The first American book to include cooking advice published by an African American was The House Servant's Directory, written by Robert Robert in 1827.2 However, although reprints of the book have labelled it a cookbook, it was mostly concerned with various instructions for managing and maintaining a household, including all sorts of cleaning tips and advice on problems that would seem archaic and quaint to us today, but were quite practical, if sometimes fanciful, for the time. There was even a method on how to "recover a person from intoxication," i.e. a sober-up formula. These tips included the familiar "cup of strong coffee" but also listed a glass of vinegar or warm wine as being equally good cures.

The second book that we know of, which actually was a cookbook, was A Domestic Cookbook: Containing a Careful Selection of Useful Receipts for the Kitchen, written in 1866 by Malinda Russel.

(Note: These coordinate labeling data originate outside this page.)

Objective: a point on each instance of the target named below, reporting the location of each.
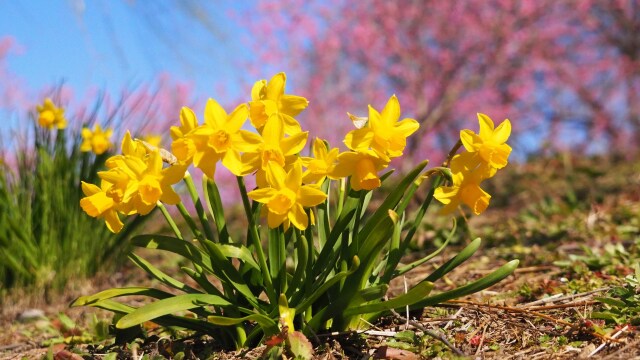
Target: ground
(573, 223)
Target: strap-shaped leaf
(161, 276)
(169, 306)
(309, 300)
(176, 246)
(117, 292)
(414, 295)
(478, 285)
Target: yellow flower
(321, 165)
(363, 167)
(384, 133)
(183, 146)
(490, 143)
(138, 180)
(466, 178)
(286, 197)
(269, 100)
(153, 139)
(50, 116)
(98, 203)
(222, 138)
(96, 140)
(275, 147)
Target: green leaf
(238, 251)
(611, 301)
(268, 325)
(309, 300)
(414, 295)
(117, 292)
(454, 262)
(403, 270)
(299, 345)
(169, 306)
(391, 200)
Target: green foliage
(330, 277)
(45, 238)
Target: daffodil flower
(466, 178)
(384, 133)
(321, 165)
(269, 100)
(286, 197)
(490, 142)
(363, 167)
(183, 147)
(222, 138)
(50, 116)
(99, 204)
(97, 140)
(275, 147)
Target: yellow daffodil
(321, 165)
(269, 100)
(286, 197)
(153, 139)
(466, 178)
(98, 203)
(383, 133)
(222, 138)
(489, 143)
(275, 147)
(363, 167)
(139, 182)
(50, 116)
(97, 140)
(183, 146)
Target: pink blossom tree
(554, 68)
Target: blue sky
(113, 44)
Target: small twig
(566, 297)
(605, 343)
(533, 313)
(484, 332)
(434, 335)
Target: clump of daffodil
(221, 138)
(485, 153)
(50, 116)
(321, 165)
(489, 143)
(183, 145)
(269, 100)
(384, 133)
(313, 267)
(286, 197)
(97, 140)
(274, 147)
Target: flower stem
(170, 221)
(188, 180)
(255, 238)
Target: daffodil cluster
(133, 184)
(486, 152)
(98, 140)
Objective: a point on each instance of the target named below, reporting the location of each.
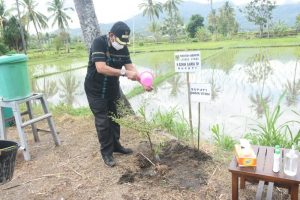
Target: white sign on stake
(187, 61)
(200, 92)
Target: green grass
(222, 140)
(271, 132)
(213, 45)
(66, 109)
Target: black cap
(121, 31)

Formerly thought to be the first, until Russel's book was discovered to have been published earlier, was a book written by a former slave from Alabama named Abby Fisher and called "What Mrs. Fisher Knows About Old Southern Cooking (Soups, Pickles, Preserves, Etc." (1881) Abby Fisher had come from Mobile Alabama and settled in San Francisco in the late 1870's. The front matter of the book informs that Mrs. Fisher was "Awarded two medals ad the San Francisco Mechanics' Institute Fair, 1880, for best pickles and sauces and best assortment of jellies and preserves." Fisher could not herself read or write, and so apparently had to dictate the book. It has quite a breadth of cookery, including breads (e.g Maryland Beat Biscuits, which I mentioned here), broiled meats, croquettes, cakes, pies, puddings, sherberts, soups (including Gumbo and chowder), pickles, and sauces. There are a number dishes labeled Creole, besides the gumbo. There is, of course, a recipe for fried chicken, as well as fricasseed chicken. And, as expected, peach cobbler.

Her book and the earlier book by Russel are the oldest cookbooks written by African Americans, but some have quibbled over this claim, citing the House Servant's Directory, by Roberts. However, again, Robert's book was not only a cookbook, and the recipes were a fairly minor part of it. Should we call a general household instruction book that includes recipes a cookbook? Perhaps not. The other two books were unmistakeably cookbooks, and both contained many recipes.

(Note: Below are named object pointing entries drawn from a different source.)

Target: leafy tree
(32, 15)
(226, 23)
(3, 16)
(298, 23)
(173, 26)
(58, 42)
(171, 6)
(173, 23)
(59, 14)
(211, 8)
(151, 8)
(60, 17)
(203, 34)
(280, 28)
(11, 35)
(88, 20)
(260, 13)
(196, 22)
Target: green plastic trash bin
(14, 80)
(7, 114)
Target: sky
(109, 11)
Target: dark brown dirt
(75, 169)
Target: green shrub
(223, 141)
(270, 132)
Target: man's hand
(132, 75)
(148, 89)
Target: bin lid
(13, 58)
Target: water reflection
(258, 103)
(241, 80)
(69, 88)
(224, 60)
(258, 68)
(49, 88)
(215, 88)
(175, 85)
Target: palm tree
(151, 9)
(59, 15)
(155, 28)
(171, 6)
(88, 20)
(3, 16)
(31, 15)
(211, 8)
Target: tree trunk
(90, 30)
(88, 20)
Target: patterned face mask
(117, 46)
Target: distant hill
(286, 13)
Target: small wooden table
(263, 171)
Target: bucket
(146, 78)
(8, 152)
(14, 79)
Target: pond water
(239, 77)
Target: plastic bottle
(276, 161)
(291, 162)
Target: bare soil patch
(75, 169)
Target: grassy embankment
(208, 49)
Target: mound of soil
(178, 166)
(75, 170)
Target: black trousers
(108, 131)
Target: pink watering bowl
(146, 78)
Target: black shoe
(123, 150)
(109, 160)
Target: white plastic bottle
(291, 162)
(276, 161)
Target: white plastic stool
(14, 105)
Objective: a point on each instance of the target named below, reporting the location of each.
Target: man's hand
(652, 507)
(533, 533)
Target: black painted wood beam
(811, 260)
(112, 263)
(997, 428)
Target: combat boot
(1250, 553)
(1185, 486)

The next book, entitled Good Things to Eat as Suggested by Rufus3, was written in 1911 by Rufus Estes. Estes was a former slave from Murray County, Tennessee who, having moved to an become employed in Chicago, in 1883, had become an attendant for Pullman private cars, a job that would have included cooking for some very influential and demanding passengers. In 1897 he was put in charge of the private car of Arthur Stillwell, president of the Kansas City, Pittsburgh & Gould Railroad. He remained in that position until 1907, even after the car was given new management. He then became the head chef for the subsidiary companies of the United States Steel Corporation in Chicago. His book contained 591 recipes.

There were also some white authors who helped spread African American styles of cooking (not all of this cooking was "soul food" as we know it). In 1904, Minnie C. Fox wrote The Blue Grass Cookbook. Minnie Fox and her brother, who wrote the introduction, may well have been the first white Americans to ever acknowledge the importance, and the genius, of black cooking in the South.

What Is This About Receipts?

The word receipt was an old word for recipe, now quite archaic. It originally referred to a medicine, a recipe for preparing medicine, or to receiving the ingredients needed to make a medicine, it became extended to mean a set of instructions for making anything, including food.